ナイチンゲール」サイモン・ストランザス/増田まもる(The Nightingale,Simon Strantzas,2011)★★★★★
 ――アルバートの頭はひどく大きかった。クラブ〈ナイチンゲール〉の歌手エレイナと旅行に行ったはずのアルバートからは、いちども手紙がこなかった。大男が怖くて逃げ出したのだろう。わたしはエレイナに夢中になっていた。

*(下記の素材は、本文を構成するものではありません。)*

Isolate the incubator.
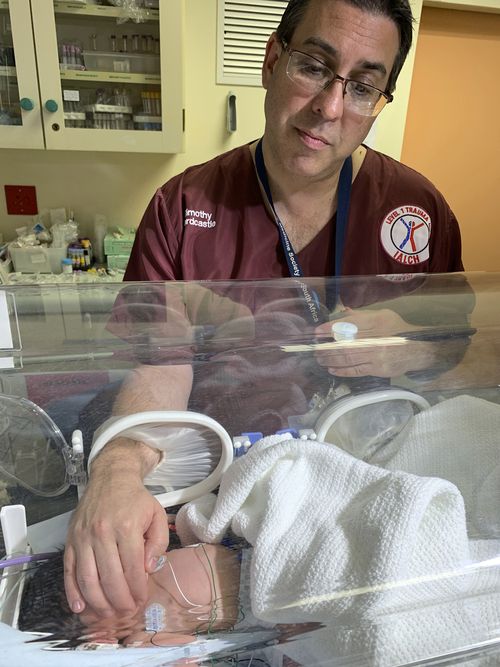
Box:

 解説によれば「ロバート・エイクマンの再来」。スプラッタともクリーチャーとも違う、強いて言うならまさに魅入られてしまうような、形容しがたいおぞましさには、美すら感じさせます。作中人物が惹かれる人物に読者まで惹き込まれてしまう説得力を持っていました。
 

「夜の声 特別編 リチャード・マシスン追悼」

「ダーク・ドリーマー」リチャード・マシスン/聞き手スタンリー・ウィーオッター/棚藤ナタリー訳

「死線」リチャード・マシスン伊藤典夫(Deadline,Richard Matheson,1959)★★★★☆
 ――大みそかでも医者には休みがない。年寄りが死にそうだというので、身重の妻を家に残して、ルースは古びた下宿屋を訪れた。熱はない。病気ではなく、老衰だろう。「わしは今夜死ぬ」と老人は言った。

 壮大なホラ話の最後に戦慄が待ち受けており、そこでこの作品がホラーだったのだということに気づかされました。「ファンタジーを読んで育」ち、「テラー」にこだわった著者の逸品です。
 

「センス・オブ・ホラー、ブラッド・オブ・ワンダー」(第3回)

「哨兵」光瀬龍 ★★★☆☆
 ――昭和十九年。私は中学二年生だった。転校生のAの家にとつぜん一人の少女が入ってきた。奇妙なことに乳母車を押していた。Aは急に立ち上がり、もうじき警戒警報が出るから早く帰ったほうがよいと言った。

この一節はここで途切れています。